It sounded like a convoluted mess to begin with. If you were a partner and only had a small amount of control you were being used for financial backing. Accountants do paperwork and don't have any idea on how much time custom work takes. I don't see how an accountant can set/question pricing unless it's repetitive work. 

If you step out on your own just figure in all of your expenses, including toilet paper, and how much you would need to keep the doors open. Then figure out how much it would take to keep you interested. The old saying "too many cooks in the kitchen" applies to business very well.


----------



## straightedgellc (Jul 12, 2014)

I think you have to bid jobs to get them if you need them, but work extra hard on your marketing efforts on the side to get more leads. I read this somewhere and it stuck with me...guys read this and know this! *"you can only charge a price that you can support"* meaning you can only charge a high price if you have created options for yourself through, referrals, word of mouth, and marketing efforts. :thumbsup:


----------



## jb4211 (Jul 13, 2010)

straightedgellc said:


> "you can only charge a price that you can support" meaning you can only charge a high price if you have created options for yourself through, referrals, word of mouth, and marketing efforts. :thumbsup:


I think it could also mean that the quality should match the invoice.


----------



## Grateful_Monk (Jan 31, 2014)

Pbpaints said:


> Okay so my wife does the "office" work for my small but growing company.


Stop Right There!

Not good for business, not good for family.


----------



## straightedgellc (Jul 12, 2014)

I think it would be great for my wife to do my office work if I could find a good wife! :laughing:

She would have to do a great job but I think she would because of it contributing to the family...





painters Jacksonville FL


----------



## madmax718 (Dec 7, 2012)

Based upon the way you calculate, you really don't take complex factors into the equation. Which is good, and bad at the same time. 

Paint is expensive, even at contractor rates. I do a pretty darn good job of painting, but I take a lot of precautions that take time and money (like masking everything off, covering the floors, etc). I've had pro painters that never had a single spec drop, but I still put down covering- not worth the headaches for a few minutes of preparation. 

If you want above average paying jobs, you'll have to get a lot of word of mouth referrals. And professional image is important. Neat, clean, not smelly. Especially in the "paint and finish" category, that image is easily worth 100 bucks a day. People do notice when your tools of the trade are organized, vs a old paint bucket, even if the person with the paint bucket is the better tradesmen. 

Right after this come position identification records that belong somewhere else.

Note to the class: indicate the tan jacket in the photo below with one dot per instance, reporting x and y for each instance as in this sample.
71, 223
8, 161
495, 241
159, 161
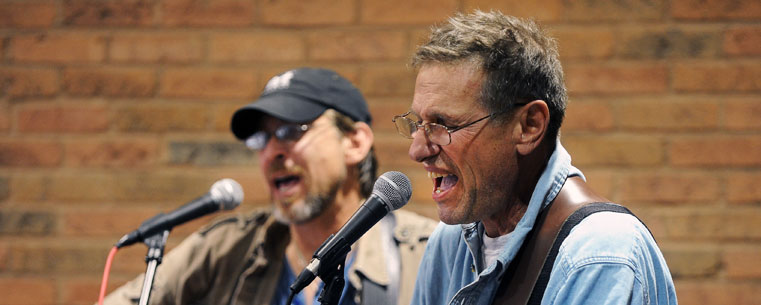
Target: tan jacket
238, 260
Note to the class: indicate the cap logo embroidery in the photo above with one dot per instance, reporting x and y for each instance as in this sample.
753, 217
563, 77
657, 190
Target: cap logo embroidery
279, 82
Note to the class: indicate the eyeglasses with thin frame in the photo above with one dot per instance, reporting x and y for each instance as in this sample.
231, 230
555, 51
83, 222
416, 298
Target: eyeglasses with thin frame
436, 133
287, 133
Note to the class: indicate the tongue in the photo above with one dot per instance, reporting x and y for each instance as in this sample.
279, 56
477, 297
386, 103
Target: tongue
448, 182
286, 184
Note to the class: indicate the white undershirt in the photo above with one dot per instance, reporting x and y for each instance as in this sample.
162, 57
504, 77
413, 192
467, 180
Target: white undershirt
492, 247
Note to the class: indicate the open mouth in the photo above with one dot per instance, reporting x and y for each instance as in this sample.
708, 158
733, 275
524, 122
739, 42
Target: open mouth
285, 183
441, 182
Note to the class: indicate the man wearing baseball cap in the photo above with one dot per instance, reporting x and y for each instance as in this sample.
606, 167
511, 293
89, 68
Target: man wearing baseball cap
311, 131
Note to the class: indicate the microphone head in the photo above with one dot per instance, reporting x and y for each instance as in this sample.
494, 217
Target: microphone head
227, 193
395, 188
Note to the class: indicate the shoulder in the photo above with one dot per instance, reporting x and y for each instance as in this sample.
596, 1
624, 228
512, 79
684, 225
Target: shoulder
607, 237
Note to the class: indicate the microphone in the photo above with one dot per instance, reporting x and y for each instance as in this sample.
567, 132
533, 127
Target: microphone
391, 191
225, 194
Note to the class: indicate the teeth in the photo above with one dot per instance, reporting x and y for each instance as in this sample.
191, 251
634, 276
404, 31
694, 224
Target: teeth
433, 175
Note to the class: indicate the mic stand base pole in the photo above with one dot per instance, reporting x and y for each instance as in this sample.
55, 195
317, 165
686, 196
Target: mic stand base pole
334, 285
155, 245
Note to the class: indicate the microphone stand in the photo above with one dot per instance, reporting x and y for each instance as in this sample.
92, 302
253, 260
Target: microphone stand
153, 258
334, 284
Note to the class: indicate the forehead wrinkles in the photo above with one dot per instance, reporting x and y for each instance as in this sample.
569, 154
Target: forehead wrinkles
442, 87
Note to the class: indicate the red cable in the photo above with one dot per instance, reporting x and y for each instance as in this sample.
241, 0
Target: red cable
106, 271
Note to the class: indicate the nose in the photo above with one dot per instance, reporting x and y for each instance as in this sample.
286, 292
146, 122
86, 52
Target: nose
422, 149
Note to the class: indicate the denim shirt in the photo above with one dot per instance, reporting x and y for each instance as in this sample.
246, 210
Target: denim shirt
608, 258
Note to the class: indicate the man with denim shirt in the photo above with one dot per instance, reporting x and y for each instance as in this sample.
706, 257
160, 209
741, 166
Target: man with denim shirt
484, 122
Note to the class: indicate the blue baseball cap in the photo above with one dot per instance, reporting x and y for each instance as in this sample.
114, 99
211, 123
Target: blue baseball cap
299, 96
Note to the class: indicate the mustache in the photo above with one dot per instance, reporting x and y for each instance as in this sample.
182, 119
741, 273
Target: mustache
280, 167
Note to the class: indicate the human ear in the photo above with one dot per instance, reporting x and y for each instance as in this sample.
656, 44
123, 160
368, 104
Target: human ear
534, 118
357, 143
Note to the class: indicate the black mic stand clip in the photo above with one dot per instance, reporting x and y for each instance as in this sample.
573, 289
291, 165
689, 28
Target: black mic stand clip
334, 284
153, 259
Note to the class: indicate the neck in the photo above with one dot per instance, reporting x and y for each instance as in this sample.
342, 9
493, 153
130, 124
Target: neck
530, 169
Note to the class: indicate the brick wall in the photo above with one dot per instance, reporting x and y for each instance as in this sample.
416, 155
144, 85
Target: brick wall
111, 111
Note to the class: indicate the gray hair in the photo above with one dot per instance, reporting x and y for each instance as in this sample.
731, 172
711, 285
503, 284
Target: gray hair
519, 61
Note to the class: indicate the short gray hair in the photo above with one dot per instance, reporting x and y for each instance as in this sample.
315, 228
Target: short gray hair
519, 60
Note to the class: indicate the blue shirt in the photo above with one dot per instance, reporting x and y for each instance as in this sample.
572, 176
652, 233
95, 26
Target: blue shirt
608, 258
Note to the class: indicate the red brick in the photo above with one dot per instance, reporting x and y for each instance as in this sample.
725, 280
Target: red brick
394, 152
614, 150
209, 83
742, 114
161, 118
57, 48
257, 47
677, 188
3, 257
712, 224
579, 10
208, 12
108, 13
387, 80
543, 10
584, 43
27, 15
743, 41
27, 291
99, 223
300, 13
83, 291
715, 9
716, 151
70, 188
667, 114
742, 262
407, 12
356, 45
221, 116
156, 48
744, 187
588, 115
24, 82
23, 153
714, 291
54, 258
161, 189
63, 119
717, 77
667, 42
27, 188
643, 78
128, 82
122, 152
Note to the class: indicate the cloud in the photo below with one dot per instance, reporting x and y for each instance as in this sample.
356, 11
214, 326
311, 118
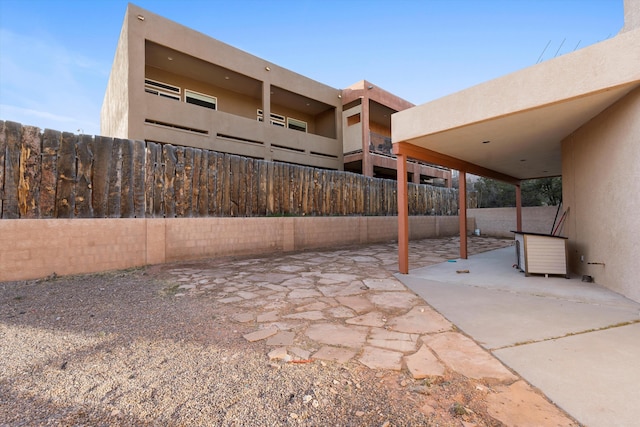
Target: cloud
44, 84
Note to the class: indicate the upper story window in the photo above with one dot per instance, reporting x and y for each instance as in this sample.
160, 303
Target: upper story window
164, 90
296, 124
200, 99
276, 119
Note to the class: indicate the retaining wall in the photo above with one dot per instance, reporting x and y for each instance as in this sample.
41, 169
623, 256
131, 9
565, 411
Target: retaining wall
36, 248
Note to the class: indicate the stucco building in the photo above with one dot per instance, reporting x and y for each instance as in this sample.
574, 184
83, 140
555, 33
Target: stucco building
575, 116
366, 125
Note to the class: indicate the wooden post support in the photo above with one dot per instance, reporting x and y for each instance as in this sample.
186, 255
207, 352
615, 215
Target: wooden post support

Price out what you think that market will support- and also price accordingly to their "timeline"- if they want you in and out in 2 days, price higher. If they are flexible, price a little lower. Give them options on paint, the number of coats, etc. 

180 for your guys is pretty decent wage. How many hours do they work a day? Figure out how many you are hiring- also keep in mind the new laws on heathcare and "paid sick days" if you go over 5 employees. 

are they 1099 or w2's? Are you withholding for them or not? You need to check with a Small business accountant, they can help you a lot more in figuring out how to do everything legally, and make some profit.


----------